Tenemos la suerte, algunos dirían la desgracia, de tener la capacidad de observar y comprender el mundo que nos rodea, por lo menos hasta cierto punto. Existimos y eso es lo vital, en este instante el corazón late en nuestros pechos y eso es tan magnífico como el sol que arde en el cielo o el girar de la galaxia que nos sirve de hogar.

Se escuchó un pitido que rompió mis pensamientos: un tranvía amarillo atravesaba la calle. En el centro de la misma había unas vías y a través de ellas circulaba el vehículo. En su interior, me fijé en una chica de curiosos cabello azul y gafas, que leía un libro con expresión concentrada. Al verla, no puede evitar sentir la picazón de una envidia sana, del deseo infructuoso de que algún día lograría llevar una vida tan normal como la de ella. Pronto, el tranvía desapareció en el horizonte de la calle.

Breogán se sacó del bolsillo una brújula y me di cuenta de que no era una normal. La aguja no apuntaba al norte, sino que giraba enloquecida e incapaz de decidirse a qué dirección señalar. Ante tal alboroto, había en el rostro del hombre una expresión indescifrable, de tal manera que en vez de rostro, parecía que era máscara.

—Este hombre busca algo para aliviar la sed que siente. Aunque el muy idiota ya debería de saber que es imposible hacerlo... Mira, puede que no pretenda hacer todo el mal que va a hacer, ¿pero tú crees que eso lo hace menos culpable? —preguntó Post.

—Si el crimen es lo suficientemente grande, poco importa sus intenciones —le dije, sin pensar demasiado en mis palabras —. ¿Qué es lo que pasa con esta brújula?
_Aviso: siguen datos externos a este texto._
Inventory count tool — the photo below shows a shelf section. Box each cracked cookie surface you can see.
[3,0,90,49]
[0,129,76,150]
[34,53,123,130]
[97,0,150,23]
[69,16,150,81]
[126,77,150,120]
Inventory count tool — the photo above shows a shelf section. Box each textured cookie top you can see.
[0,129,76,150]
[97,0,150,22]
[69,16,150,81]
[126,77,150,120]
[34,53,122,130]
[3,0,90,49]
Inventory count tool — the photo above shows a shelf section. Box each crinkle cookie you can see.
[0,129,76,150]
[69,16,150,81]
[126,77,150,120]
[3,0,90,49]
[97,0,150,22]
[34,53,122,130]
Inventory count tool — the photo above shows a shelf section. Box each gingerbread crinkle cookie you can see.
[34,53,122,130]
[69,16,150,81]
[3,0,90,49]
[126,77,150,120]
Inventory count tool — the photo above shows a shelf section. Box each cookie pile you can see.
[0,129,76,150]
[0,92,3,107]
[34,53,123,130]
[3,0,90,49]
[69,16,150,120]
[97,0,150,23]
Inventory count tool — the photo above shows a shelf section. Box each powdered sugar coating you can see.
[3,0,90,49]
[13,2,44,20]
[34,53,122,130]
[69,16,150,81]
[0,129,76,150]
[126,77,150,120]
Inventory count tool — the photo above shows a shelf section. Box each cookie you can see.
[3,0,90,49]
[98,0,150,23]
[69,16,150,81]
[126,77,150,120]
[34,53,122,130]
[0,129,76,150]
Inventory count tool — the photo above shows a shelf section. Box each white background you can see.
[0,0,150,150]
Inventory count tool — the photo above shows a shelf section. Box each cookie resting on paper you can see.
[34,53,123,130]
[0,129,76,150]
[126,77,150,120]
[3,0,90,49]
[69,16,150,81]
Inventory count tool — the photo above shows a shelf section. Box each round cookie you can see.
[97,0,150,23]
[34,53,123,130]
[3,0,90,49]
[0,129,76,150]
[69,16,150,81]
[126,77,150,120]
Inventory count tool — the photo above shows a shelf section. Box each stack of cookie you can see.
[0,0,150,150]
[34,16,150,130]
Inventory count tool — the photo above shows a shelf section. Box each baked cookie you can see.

No es una normal, ¿no? ¿Es como mi mapa?

Post asintió con la cabeza.

—Sí, es bastante parecido. Se puede decir que ambos apuntan a donde necesitas ir, solo que la brújula es bastante menos poderosa y no cumple su trabajo con tanta eficacia como tu Reliquia.

Quise reírme de la ridiculez que había dicho, pero la risa se murió en mi garganta. Me la toqué, la noté fría y eso me pareció algo raro. No, no había nada extraño ni peculiar en mí, al contrario: a cada segundo que pasaba me volvía más y más normal.

—Mi mapa no es demasiado útil. De hecho, es bastante posible que quiera matarme —comenté.

—Eso es debido a que no sabes utilizarlo, si aprendieras sería otro cantar —dijo Post y me miraba con una torva sonrisa en el rostro. Supe lo que significaba, que él sabía cómo ayudar y, pese a que intuía que no lo haría, le pregunté:

—Tú me puedes enseñar, ¿a qué sí? ¿Cómo puedo hacerlo? Dímelo.

—¡Estúpido aparato! ¡¿Cómo puedes ser tan inútil?! ¡¡Llevo semanas buscando a Belisa y no haces nada más que llevarme a callejones sin salida!! —gritó Breogán y lanzó la brújula al suelo con todas sus fuerzas.

No se rompió, se quedó intacta burlándose de las intenciones del hombre. Este lanzó un suspiro y desenfundó la espada que llevaba colgando del cinturón.

—Estoy cansado de ti. No me vas a llevar a dónde quiero ir, ¿no? Está bien, tu decisión. Pero yo también tomaré una: matarte.

Al instante, la aguja de la brújula se quedó parada. Breogán giró la cabeza hacia la dirección a la cual apuntaba: una pequeña casa que se elevaba entre dos edificios altos y orgullosos. La construcción que señalaba la brújula era de una humildad evidente: una casita de un piso que sobrevivía en mitad de la ciudad, con un curioso jardín delante en donde crecía un colorido tapiz de múltiples flores.

—Por fin... Por fin lo he conseguido. De esta vez es seguro: tiene que ser ahí en donde tienen encerrada a Belisa —dijo Breogán y enfundó la espada.

De inmediato, caminó en dirección a la casa.